The financial backers of South Africa’s independent power producers are reeling from Energy Minister Mmamoloko Kubayi recent apparent hit-and-run attack on them, according to City Press.
Last week, Kubayi announced they must all renegotiate their previously-agreed tariffs down to 77c/kilowatt-hour.
This announcement affects 27 projects representing at least R60 billion in capital expenditure.
The department of energy simply endorsed Eskom’s attempt to “squash” South Africa’s flagship public-private partnership initiative – the renewable energy independent power producer (IPP) purchase programme, Mark Pickering, managing director of solar industry lobby group Sapvia, told City Press.

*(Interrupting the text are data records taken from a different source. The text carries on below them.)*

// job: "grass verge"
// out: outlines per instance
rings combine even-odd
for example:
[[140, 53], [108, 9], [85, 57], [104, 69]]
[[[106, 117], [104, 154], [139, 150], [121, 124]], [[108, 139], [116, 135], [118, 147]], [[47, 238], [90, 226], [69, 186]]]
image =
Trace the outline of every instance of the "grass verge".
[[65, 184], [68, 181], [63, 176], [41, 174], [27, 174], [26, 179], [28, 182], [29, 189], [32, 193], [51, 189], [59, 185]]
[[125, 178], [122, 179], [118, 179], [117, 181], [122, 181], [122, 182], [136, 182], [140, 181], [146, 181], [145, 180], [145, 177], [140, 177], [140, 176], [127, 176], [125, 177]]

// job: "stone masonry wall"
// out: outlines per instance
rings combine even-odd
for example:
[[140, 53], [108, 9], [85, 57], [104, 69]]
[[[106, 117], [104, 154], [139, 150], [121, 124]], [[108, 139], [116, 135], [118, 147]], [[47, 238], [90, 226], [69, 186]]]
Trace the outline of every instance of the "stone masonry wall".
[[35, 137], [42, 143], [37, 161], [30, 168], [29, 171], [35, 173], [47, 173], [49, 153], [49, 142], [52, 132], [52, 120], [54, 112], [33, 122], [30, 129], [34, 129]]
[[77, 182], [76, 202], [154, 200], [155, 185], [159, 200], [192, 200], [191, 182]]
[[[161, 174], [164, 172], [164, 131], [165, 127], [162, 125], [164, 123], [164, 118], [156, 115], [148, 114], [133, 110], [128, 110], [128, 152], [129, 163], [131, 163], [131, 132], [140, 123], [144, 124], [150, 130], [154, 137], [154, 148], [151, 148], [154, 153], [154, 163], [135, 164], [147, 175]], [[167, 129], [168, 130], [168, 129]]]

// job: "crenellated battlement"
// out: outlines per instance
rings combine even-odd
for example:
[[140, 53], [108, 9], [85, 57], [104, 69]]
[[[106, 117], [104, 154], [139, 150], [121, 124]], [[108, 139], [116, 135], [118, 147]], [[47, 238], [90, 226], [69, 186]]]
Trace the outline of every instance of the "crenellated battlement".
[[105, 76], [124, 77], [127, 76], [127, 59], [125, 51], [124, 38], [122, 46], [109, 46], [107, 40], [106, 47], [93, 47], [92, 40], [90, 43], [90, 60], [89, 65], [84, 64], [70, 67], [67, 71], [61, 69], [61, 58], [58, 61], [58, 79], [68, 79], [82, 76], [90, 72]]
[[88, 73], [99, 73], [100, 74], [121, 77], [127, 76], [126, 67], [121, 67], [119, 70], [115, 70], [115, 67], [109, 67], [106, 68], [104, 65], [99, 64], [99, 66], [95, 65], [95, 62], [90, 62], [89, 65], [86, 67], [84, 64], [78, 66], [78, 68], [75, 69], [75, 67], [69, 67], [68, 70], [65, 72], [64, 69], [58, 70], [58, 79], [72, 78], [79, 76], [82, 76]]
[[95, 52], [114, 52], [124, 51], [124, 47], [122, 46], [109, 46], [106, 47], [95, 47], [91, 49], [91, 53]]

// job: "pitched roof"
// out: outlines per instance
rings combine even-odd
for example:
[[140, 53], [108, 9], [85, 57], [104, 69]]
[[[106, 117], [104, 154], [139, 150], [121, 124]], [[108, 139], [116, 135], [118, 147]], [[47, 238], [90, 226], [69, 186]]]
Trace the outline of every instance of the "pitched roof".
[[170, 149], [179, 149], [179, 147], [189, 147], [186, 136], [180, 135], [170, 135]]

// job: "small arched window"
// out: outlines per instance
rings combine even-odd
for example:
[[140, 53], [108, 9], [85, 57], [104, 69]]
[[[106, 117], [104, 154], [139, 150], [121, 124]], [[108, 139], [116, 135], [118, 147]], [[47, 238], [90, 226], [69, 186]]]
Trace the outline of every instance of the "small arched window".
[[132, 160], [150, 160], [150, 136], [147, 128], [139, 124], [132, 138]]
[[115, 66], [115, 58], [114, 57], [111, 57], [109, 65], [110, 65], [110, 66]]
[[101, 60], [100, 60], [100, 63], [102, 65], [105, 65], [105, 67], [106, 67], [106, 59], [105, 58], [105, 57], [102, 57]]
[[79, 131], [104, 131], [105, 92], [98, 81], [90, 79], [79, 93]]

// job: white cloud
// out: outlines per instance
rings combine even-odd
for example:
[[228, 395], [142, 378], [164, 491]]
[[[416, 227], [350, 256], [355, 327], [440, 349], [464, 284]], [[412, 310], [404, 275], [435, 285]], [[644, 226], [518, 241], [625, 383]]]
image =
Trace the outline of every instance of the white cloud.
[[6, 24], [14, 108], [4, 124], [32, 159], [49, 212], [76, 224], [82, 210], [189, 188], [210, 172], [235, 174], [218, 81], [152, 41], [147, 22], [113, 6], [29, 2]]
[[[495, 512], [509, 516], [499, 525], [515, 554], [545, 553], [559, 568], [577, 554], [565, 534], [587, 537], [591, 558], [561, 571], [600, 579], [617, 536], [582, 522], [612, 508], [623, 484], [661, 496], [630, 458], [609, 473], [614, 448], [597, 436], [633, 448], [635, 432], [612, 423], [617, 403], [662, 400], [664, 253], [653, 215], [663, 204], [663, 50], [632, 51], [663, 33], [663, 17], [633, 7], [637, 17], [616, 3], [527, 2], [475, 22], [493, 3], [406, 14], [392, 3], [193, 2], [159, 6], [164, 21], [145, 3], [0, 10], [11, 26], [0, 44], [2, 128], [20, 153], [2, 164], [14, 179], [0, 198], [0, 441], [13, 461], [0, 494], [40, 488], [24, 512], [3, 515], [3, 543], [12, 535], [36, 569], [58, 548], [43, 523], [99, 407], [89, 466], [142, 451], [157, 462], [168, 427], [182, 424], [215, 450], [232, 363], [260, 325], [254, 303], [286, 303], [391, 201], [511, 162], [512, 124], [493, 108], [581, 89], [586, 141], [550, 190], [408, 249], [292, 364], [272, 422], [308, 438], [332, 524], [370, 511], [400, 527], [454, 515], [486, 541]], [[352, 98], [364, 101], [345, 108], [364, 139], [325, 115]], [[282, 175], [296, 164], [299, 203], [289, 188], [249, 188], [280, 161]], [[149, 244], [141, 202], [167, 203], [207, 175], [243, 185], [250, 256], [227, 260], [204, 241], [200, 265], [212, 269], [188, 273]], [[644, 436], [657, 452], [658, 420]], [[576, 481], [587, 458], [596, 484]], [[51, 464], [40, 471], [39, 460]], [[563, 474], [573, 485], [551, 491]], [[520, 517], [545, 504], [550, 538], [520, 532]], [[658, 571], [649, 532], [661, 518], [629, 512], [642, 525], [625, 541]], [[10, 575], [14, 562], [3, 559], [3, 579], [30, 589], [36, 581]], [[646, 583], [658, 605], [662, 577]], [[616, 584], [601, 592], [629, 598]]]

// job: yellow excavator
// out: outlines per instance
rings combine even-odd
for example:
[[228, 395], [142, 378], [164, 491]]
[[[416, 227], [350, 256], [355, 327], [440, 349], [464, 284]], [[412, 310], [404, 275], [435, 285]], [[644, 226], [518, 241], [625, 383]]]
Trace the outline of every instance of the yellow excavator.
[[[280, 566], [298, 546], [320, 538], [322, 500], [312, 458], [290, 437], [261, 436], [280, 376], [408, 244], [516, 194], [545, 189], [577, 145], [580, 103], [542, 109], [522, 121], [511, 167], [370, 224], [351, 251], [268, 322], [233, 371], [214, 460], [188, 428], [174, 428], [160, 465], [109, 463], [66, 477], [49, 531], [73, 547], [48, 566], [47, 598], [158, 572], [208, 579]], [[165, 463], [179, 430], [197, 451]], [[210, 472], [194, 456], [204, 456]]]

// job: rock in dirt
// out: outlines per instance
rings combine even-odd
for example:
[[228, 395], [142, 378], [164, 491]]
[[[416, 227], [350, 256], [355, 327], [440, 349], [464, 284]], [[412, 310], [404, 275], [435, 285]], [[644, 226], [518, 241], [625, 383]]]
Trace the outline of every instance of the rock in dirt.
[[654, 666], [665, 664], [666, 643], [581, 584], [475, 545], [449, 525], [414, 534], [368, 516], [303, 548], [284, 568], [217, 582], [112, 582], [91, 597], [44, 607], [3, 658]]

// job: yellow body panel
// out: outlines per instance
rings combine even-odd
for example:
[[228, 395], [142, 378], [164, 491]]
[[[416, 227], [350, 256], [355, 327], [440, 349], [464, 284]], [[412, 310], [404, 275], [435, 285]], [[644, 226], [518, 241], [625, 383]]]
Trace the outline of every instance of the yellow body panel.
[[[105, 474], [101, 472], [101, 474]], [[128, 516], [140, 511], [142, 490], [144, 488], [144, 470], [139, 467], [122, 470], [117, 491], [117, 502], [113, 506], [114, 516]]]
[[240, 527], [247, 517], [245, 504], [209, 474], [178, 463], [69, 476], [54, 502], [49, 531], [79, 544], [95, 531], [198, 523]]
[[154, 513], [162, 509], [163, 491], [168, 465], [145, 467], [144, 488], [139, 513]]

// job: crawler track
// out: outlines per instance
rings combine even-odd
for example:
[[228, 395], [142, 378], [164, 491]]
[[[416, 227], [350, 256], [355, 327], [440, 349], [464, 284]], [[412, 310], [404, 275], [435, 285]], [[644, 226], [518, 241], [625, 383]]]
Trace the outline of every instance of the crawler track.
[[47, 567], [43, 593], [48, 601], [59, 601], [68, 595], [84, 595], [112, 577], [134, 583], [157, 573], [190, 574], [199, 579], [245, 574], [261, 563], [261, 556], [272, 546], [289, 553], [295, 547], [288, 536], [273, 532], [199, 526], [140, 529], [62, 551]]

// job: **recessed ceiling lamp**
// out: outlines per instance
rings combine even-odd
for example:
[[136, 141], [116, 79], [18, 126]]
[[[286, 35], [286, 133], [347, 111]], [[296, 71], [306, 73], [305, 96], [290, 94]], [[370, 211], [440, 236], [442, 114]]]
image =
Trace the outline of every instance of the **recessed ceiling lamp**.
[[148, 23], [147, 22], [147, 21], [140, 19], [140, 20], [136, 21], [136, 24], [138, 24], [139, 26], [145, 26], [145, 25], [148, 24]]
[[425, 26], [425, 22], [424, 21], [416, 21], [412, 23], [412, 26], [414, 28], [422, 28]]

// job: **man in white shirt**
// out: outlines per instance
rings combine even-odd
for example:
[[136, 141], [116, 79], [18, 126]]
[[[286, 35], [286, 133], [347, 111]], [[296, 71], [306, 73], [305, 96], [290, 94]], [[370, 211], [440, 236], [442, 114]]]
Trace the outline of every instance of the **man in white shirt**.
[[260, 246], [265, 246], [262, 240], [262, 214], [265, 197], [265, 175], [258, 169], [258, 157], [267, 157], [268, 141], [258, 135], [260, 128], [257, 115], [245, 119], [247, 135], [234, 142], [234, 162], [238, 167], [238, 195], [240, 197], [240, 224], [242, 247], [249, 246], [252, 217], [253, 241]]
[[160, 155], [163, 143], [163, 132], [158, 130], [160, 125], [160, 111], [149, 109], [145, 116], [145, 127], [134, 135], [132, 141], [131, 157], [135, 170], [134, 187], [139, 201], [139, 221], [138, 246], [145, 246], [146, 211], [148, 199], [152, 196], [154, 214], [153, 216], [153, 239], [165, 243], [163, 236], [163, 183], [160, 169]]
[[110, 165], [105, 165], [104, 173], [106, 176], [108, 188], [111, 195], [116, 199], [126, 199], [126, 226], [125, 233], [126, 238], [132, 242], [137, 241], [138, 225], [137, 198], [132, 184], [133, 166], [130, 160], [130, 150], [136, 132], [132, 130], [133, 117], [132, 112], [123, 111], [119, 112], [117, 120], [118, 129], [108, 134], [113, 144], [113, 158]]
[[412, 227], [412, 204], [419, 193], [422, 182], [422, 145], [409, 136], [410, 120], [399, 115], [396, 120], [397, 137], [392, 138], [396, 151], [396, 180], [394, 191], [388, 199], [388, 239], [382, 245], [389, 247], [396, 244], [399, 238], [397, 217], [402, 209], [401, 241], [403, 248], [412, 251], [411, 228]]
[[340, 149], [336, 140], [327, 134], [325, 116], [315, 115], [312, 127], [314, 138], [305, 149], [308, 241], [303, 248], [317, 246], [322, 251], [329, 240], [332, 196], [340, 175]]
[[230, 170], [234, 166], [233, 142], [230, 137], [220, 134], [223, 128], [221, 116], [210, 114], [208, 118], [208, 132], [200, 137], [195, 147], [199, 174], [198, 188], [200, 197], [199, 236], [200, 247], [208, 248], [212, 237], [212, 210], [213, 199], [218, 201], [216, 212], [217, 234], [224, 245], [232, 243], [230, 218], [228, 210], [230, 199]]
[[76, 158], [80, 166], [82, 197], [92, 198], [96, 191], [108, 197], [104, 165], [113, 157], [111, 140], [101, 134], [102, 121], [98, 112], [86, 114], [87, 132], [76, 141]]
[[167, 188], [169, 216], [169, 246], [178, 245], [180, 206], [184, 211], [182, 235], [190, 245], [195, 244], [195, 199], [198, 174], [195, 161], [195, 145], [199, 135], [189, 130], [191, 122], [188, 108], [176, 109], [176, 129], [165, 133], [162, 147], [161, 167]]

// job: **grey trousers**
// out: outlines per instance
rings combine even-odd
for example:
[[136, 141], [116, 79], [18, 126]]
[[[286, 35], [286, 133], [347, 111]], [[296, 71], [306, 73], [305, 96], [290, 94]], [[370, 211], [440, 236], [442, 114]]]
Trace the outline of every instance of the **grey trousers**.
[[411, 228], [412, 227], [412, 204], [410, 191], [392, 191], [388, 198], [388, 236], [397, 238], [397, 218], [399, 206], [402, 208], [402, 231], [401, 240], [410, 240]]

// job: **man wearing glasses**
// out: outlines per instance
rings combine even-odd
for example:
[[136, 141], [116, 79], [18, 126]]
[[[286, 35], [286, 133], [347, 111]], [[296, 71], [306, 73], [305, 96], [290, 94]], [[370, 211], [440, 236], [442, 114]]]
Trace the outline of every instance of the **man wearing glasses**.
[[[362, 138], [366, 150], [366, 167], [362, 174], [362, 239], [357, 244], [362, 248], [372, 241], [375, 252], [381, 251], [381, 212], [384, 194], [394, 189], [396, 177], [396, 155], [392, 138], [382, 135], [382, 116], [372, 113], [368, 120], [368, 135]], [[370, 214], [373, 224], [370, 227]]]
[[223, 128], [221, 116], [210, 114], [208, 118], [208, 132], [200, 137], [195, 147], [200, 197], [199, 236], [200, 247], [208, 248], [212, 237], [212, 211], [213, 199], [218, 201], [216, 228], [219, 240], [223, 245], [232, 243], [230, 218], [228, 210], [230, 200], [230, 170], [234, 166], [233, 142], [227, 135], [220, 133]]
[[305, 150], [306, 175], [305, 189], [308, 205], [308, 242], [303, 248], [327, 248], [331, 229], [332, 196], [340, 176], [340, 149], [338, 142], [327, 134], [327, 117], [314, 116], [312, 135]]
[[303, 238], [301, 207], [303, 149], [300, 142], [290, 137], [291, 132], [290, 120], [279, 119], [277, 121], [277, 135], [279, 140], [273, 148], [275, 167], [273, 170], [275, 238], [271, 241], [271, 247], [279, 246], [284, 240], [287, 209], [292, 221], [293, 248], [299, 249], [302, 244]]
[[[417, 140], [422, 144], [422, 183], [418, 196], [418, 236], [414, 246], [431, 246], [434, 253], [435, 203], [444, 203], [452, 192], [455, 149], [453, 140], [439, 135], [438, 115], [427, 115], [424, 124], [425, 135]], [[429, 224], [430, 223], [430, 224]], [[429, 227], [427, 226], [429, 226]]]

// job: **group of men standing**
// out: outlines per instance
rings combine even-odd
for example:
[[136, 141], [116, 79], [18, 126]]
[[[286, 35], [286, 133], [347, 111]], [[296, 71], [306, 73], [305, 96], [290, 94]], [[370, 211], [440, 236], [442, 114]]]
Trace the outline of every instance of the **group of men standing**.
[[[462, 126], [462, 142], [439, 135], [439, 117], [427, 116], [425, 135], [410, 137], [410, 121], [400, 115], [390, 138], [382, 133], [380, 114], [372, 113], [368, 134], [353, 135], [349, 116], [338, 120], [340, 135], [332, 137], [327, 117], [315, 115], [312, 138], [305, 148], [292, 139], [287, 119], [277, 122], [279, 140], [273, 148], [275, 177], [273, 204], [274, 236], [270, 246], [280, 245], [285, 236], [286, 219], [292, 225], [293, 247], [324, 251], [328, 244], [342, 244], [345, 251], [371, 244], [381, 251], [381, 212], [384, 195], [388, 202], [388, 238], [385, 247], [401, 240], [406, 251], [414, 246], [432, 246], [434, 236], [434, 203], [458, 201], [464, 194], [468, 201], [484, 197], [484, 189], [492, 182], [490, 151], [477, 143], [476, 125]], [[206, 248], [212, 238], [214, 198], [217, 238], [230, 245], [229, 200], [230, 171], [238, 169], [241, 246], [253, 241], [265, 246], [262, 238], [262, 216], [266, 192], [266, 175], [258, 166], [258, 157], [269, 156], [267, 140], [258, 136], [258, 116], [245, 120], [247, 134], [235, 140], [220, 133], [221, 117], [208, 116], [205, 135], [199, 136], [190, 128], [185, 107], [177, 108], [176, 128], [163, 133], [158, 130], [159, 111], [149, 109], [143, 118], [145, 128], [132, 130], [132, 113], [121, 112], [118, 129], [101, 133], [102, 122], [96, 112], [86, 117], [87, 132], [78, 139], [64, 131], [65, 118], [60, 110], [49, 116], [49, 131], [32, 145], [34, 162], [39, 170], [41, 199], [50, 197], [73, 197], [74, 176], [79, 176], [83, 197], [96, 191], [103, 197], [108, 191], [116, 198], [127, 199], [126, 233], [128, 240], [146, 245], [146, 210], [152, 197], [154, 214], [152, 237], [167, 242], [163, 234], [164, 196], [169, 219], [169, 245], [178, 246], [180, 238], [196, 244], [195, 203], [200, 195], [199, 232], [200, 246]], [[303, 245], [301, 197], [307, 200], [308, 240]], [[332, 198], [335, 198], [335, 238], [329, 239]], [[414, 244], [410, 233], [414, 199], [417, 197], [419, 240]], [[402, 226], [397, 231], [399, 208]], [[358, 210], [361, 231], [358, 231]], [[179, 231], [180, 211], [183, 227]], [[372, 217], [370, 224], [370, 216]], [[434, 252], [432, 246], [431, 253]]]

National Treasury has R200 billion in renewable energy purchase programme guarantees on its books, even before the still unbuilt projects now being fought over enter the picture.
City Press contacted a number of the affected independent power producers this week.
All of them declined to comment outside the common position being formulated by their associations Sapvia and Sawea.
Andrew Johnson of Terraform, which has six renewable energy projects totalling about 400 megawatts in limbo, said they were “still drawing their conclusions” about last Friday’s announcement.
Another affected preferred bidder is Scatec Solar, which has three solar projects totaling 225MW waiting for power purchase agreements from Eskom.
The company said that, if its projects were online this year, the agreed tariff would be R1.05/kWh, meaning that Kubayi’s directive amounts to a 27% revenue cut.
The project that is the least likely to survive the “renegotiation” is the Redstone concentrated solar project in Postmasburg, Northern Cape.